“Study and be eager and do your utmost to present yourself to God approved (tested by trial), a workman who has no cause to be ashamed, correctly analyzing and accurately dividing (rightly handling and skillfully teaching) the Word of Truth”
2 Timothy 2:15 (AMP).
Fall means cooler temperatures. Leaves fall and pigskins fly high. In the South, football is serious business. The elongated weekend begins with the Thursday night NFL game. Friday night, high school players take to the field and the hometown fans jam stadiums to cheer their team on to victory. Saturday is dominated by college football. The pros take over again on Sunday afternoon and the weekend winds up with “Are You Ready For Some Football?” - the Monday Night Game. Personally, I miss Hank Jr. doing the intro.
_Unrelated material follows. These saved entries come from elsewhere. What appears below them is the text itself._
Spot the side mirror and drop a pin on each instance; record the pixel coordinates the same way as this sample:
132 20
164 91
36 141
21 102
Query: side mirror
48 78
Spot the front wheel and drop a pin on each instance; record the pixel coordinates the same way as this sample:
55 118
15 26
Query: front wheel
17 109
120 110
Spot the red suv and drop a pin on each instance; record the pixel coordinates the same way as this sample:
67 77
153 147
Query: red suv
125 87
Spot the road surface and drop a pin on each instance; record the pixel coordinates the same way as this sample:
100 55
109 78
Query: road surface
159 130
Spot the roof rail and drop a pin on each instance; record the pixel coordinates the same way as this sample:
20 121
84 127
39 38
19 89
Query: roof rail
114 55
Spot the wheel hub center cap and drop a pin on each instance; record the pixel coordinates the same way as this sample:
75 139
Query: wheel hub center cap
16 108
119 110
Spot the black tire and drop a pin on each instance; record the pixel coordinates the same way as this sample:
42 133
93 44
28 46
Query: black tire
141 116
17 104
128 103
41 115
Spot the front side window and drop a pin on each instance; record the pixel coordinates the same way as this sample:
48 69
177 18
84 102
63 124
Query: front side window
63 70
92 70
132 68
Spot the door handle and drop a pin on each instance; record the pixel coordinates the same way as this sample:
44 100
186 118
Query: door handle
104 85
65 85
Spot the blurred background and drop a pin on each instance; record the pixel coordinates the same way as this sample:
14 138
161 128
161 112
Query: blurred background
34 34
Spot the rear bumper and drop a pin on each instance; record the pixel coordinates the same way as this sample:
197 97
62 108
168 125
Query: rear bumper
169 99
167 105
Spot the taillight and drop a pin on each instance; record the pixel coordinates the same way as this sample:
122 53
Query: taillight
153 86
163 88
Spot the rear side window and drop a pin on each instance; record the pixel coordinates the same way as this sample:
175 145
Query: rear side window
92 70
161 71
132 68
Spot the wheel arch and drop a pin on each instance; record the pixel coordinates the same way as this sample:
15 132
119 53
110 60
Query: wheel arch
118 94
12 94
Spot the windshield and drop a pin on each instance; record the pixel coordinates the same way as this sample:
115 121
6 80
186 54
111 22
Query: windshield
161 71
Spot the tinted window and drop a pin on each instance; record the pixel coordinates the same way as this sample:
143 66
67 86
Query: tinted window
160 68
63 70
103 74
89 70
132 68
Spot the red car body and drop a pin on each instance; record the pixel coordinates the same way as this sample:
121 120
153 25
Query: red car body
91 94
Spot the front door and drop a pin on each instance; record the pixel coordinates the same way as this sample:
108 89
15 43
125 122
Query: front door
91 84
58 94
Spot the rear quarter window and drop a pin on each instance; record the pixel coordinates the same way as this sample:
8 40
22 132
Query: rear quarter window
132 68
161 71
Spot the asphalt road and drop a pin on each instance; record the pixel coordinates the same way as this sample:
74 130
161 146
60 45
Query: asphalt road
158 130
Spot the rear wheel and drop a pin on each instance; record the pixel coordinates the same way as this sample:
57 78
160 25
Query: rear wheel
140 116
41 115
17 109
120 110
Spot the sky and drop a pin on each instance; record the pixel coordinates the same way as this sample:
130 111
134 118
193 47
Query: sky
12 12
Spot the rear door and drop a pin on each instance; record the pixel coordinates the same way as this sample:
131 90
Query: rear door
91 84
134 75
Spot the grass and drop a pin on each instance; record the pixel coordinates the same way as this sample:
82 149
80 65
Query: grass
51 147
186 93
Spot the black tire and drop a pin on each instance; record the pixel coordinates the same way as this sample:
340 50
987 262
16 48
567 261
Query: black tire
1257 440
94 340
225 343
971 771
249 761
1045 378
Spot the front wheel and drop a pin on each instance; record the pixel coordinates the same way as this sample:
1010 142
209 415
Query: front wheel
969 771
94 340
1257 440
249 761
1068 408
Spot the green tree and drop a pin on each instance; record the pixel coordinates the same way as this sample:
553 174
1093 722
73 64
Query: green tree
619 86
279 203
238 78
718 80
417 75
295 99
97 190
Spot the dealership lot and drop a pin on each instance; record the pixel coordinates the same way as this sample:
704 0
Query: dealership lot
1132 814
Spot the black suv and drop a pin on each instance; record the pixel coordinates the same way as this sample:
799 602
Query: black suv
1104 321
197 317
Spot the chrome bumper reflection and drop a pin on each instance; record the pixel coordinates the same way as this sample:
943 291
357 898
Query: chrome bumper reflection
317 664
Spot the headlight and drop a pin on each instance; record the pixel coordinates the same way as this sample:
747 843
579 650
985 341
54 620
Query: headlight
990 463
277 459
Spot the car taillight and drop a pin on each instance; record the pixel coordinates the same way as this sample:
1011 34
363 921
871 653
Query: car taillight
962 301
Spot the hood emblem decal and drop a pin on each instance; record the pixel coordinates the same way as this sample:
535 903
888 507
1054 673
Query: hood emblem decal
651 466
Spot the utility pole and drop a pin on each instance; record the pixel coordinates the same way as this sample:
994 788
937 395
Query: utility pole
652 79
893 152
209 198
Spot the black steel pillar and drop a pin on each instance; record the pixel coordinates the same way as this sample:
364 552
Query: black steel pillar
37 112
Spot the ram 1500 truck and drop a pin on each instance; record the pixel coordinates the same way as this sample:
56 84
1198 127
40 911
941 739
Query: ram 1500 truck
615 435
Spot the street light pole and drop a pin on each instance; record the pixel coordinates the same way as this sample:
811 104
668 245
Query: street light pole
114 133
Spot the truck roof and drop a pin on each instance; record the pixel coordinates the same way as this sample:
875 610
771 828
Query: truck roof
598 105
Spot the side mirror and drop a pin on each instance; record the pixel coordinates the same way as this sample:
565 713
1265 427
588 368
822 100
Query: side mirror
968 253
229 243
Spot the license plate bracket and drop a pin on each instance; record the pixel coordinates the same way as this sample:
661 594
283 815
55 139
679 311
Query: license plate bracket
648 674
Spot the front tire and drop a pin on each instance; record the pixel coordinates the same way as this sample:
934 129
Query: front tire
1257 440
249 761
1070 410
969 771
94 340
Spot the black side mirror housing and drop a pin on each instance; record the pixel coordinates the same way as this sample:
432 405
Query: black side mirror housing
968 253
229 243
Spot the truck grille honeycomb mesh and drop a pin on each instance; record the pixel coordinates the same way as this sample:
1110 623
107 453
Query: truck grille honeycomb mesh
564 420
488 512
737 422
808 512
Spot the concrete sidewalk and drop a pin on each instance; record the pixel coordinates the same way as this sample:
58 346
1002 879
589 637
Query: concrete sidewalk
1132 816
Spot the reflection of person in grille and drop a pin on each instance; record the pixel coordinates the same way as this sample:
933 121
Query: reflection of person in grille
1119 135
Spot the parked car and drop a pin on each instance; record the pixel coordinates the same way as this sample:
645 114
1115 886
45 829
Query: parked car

As a life long Eagles fan I'm happy, my team has started out strong this year (condolences to Nancy Pike and other Giants fans, I know your pain). So far there's room for cautious optimism, but hey, it's still early in the season. Philly fans are known for two things: booing Santa and the exceptional ability to endure repetitive disappointments.
Two weeks ago I discovered an interesting fact about Christians and now I think I've discovered the root cause of my team's propensity to fail. Only 20% of the players read the playbook! Check out the numbers.
The final roster of an NFL team is 53 men. 20% of 53 is 10.6 so for ease of math I'll round up to 11. This figure happens to be the maximum number of players a team can have on the field at any given time. If all of a team's prepared members are defense they'll be brilliant in comparison to the ill-informed offense and vice versa. If the number is split between offense and defense, both will be equally mediocre. What if those 11 players are bench warmers? How can any coach effectively call a game if no one on the field understands what he's saying? This might explain the erratic performance of my hometown heroes – and the church.
There are those rabid fans whose lives revolve around their team. The rest of us realize that the morning after the Super Bowl, the BCS College Championship, or any other game of importance, based on which team won, only a small microcosm of the world's population awakens with a new view of life. Both the elation of victory and the sting of defeat are short-lived. Soon things return to normal.
Football doesn't change the world. If 80% of the players fail to prepare the contest will be a bore but the earth will still rotate on its axis. None of the problems, threats or challenges that can upset the fragile balance of peace are resolved by any game's outcome.
Should we not be surprised that Christianity's impact on the world isn't more profound when only 20% of its adherents read their playbook, the bible? Unlike football, Christianity can change the world. If 80% fail to prepare is it any wonder that success is so elusive and results sporadic?